Monthly career interview with professionals in the not-for-profit sector
1. What is your current role and how long have you been working in it?
My current role is Chief Executive of Make-A-Wish in Ireland. I started in Make-A-Wish in 2006 as the Development & Fundraising Manager and in 2008 became the Chief Executive.
2. How did you get to where you are today and what influenced this decision?
From a very early age, all I wanted to be when I grew up was a Montessori teacher. After leaving school, I trained in St Nicholas Montessori College in Dun Laoghaire and loved every minute of it. However jobs were difficult to find and I went back to studying, doing a language, business and secretarial course and ended up working with KPMG as the Alumni Coordinator. I moved to London for a couple of years and on returning to Ireland in 1991, I literally fell into fundraising and have never looked back. I had found my passion, I love it.

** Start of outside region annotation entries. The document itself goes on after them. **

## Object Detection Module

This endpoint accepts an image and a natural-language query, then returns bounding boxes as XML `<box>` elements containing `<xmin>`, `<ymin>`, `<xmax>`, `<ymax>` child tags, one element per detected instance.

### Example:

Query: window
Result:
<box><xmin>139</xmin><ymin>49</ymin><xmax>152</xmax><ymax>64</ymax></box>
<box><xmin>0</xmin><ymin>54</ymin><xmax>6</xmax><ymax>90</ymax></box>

3. What do you love/enjoy most about your job?
Very simply it comes down to the difference we make. To see a child smile or hear a family state that the wish is a memory they will cherish for a lifetime is truly incredible and ensures you feel rewarded in the work you do. Working in this sector is not easy and raising funds is challenging especially when your organisation receives no government funding, but when you get feedback from a child or their family, I know that each and everyone of us who works in Make-A-Wish wants to do that bit more.
4. And what are the most challenging parts of your job?
Fundraising is always a challenge, but having an ability to communicate, network or indeed the ability to ask without fear, you can overcome the challenge.
5. How do you relax?
Switching off entirely would not be one of my key talents! However, I love walking, catching up with friends and have recently taken up boxing which is incredible and I would highly recommend it. You can channel all frustrations and at the end of the session you are beaming – great fun.
6. What skills and personality traits do you think are essential for a job like yours?
A passion for the cause you are working for is key. If you do not have a passion for the mission, you will not feel the rewards. I have often stated that the day I lose passion for this sector is the day I have to leave. It is not a 9 – 5pm job, you have to be flexible and of course the biggest skill of all is a brass neck and not being afraid to ask.
7. What’s your advice to anyone who wants to pursue a career in the same field?
Do your research. Ensure it is the charity for you. Be aware of where the charity is on the “triple lock” journey. Governance and transparency are key aspects for every organisation in this sector and as a potential employee you should be knowledgeable. I love working in this sector but equally I understand it is not for everyone. If you can find the right charity for you and have a passion for their mission, it will reward you tenfold, like me you will become hooked and never want to leave this incredible sector.
8. What’s the best advice you’ve ever been given?
I have been given some real pearls of wisdom over the years.
- Never be afraid to say no
- Never be afraid to ask for help
- Believe in yourself because guess what you can do anything you set your mind to!
9. What has been the best moment of your career so far?
I have a couple of best moments: a) winning my first big pitch – the feeling is incredible b) granting some of our incredible wishes
10. What are your career aspirations?
I love what I do, sometimes I would say it is the best job you could ever have. So I have no intention of leaving the sector, I just want to do more, achieve bigger and better results.